Esen rüzgâr saçlarını savuruyordu
Fazla vakti yoktu, akşam olmak üzereydi.
Gözleri uzaklaşan vapura daldı.
Hava aniden karardı.
Islık, evet bir ıslık sesi duydu sağ taraftan.
İki genç yan bankta oturmuş ona bakıyorlardı.
Kararan bulutlardan bir damla düştü eline.
Lekeler bırakıyordu yağmur damlaları yerde.
Martılar grup halinde havalandı yağmur artarken.
Nedense soğuk bir terleme hissetti ensesinde, korku gibi bir şeydi.
Otobüs durağına doğru yürümeye başladı hızlı adımlarla.

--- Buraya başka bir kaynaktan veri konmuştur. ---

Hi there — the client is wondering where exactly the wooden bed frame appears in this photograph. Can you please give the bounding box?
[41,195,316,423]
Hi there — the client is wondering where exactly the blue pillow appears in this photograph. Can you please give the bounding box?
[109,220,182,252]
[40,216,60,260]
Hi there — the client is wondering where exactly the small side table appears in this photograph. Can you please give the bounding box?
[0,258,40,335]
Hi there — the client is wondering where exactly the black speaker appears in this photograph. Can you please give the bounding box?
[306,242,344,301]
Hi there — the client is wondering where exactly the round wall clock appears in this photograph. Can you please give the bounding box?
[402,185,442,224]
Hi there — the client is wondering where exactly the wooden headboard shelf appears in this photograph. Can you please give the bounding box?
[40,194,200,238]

Öyle hızlandı ki yağmur, az önceki kalabalık sağa sola dağıldı ve kadın arkasındaki gençlerle boş sokakta
kalakaldı.
Parlayan bir şey düştü yere şiir kitabıyla beraber, bir aynaydı.
Renkli bir yağmur kaldırımdan yola akıyordu, galiba kırmızıydı.
Son nefesi yüzüne dağılan saçlarını son defa titretti.
Şiir kitabı, ayna ve kadın yan yanaydılar büyük çöp konteynerinin arkasında.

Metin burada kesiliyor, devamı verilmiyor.